よもやのドローで窮地に立つなでしこ 「他力」ゆえに厳しい予選突破の条件
2試合で取り逃した勝ち点5の重み
日本を抑える組織的なディフェンスが光った韓国 【写真:長田洋平/アフロスポーツ】
また、オーストラリアや韓国が、ずっと過去の姿のまま、あまり強くなっていないと思っていたのだとしたら、それも間違いだ。オーストラリアは日本を相手にしてもパスをつなぐサッカーができるし、韓国も日本を抑える組織的なディフェンスができる。
両国に限らず、世界的に女子サッカーが急速にレベルアップしていくことは、4年前のロンドン五輪を終えた時点で想像できたはずで、その進歩の方向性もつかめたはずだ。すなわち女子サッカーは、2011年から12年を転機として「身体能力の高い選手による個人対個人(1対1)のバトルの連続」ではなく、「動作スキルの高い選手による組織対組織の戦い」になった。そしてその傾向は、15年のワールドカップで一層明らかになった。
なでしこジャパンは、これまでに何度かあった節目のタイミングで、新しい時代の女子サッカーに適応し得る選手の基準とベーシックな戦術とを再定義し、テストや経験を重ねておくべきだった。よくよく考えると、ロンドン五輪後に1つ目のボタンを掛け違えて以降、なでしこジャパンはまだ出遅れを取り戻せていない。
他力となったなでしこ。予選突破の条件は?
仮になでしこジャパンが3連勝した場合も、下記の条件を満たしたチームは最終的に日本の順位を上回る。
(1)オーストラリアがあと2勝する(勝ち点12)
(2)韓国が3連勝する(勝ち点11)
(3)中国が日本戦以外2戦2勝(勝ち点10)とし、かつ得失点差で日本を上回る
韓国と中国は3月7日の第4戦で直接対決を控えているので、上記(2)と(3)が両立することはない。したがって(1)と(2)、または(1)と(3)が同時に達成された場合、日本の3連勝は無意味となる。

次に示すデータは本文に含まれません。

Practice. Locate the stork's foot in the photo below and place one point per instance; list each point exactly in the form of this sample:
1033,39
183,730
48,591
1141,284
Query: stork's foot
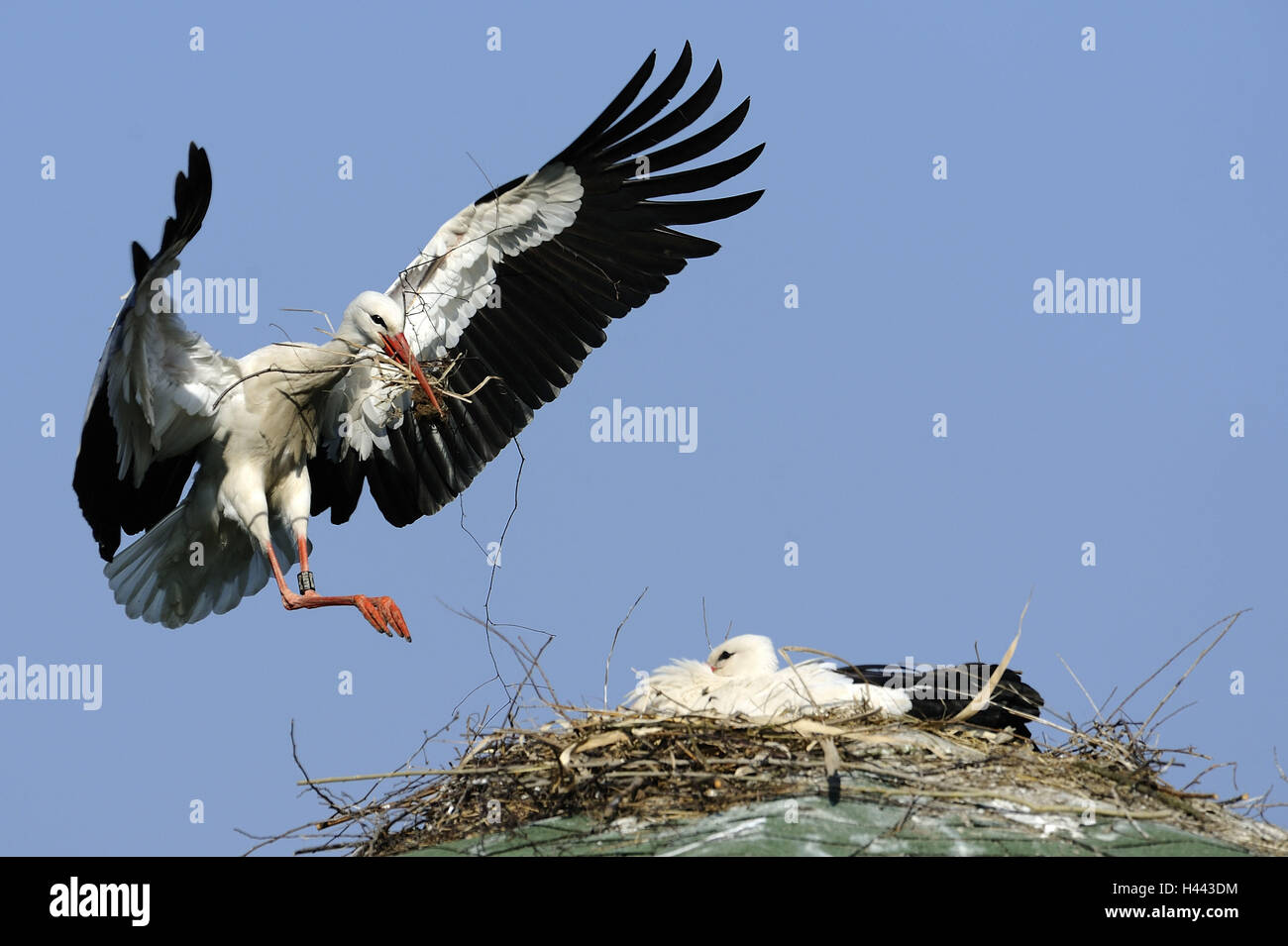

次の試合は3月4日に行われる。なでしこジャパンが中国とキンチョウスタジアムで対戦する同時刻、隣のヤンマースタジアム長居では韓国対オーストラリアの試合がある。もしここで韓国が勝つようなら、なでしこジャパンはいよいよ予選敗退を覚悟しなければならない。
一方で、なでしこジャパンが中国に勝ち、韓国がオーストラリアに敗れると、今度は韓国・中国が一気に追い込まれ、なでしこジャパンに浮上の兆しが見えてくる。無論、すべては「日本が3連勝する」という前提の上での話ではあるのだが。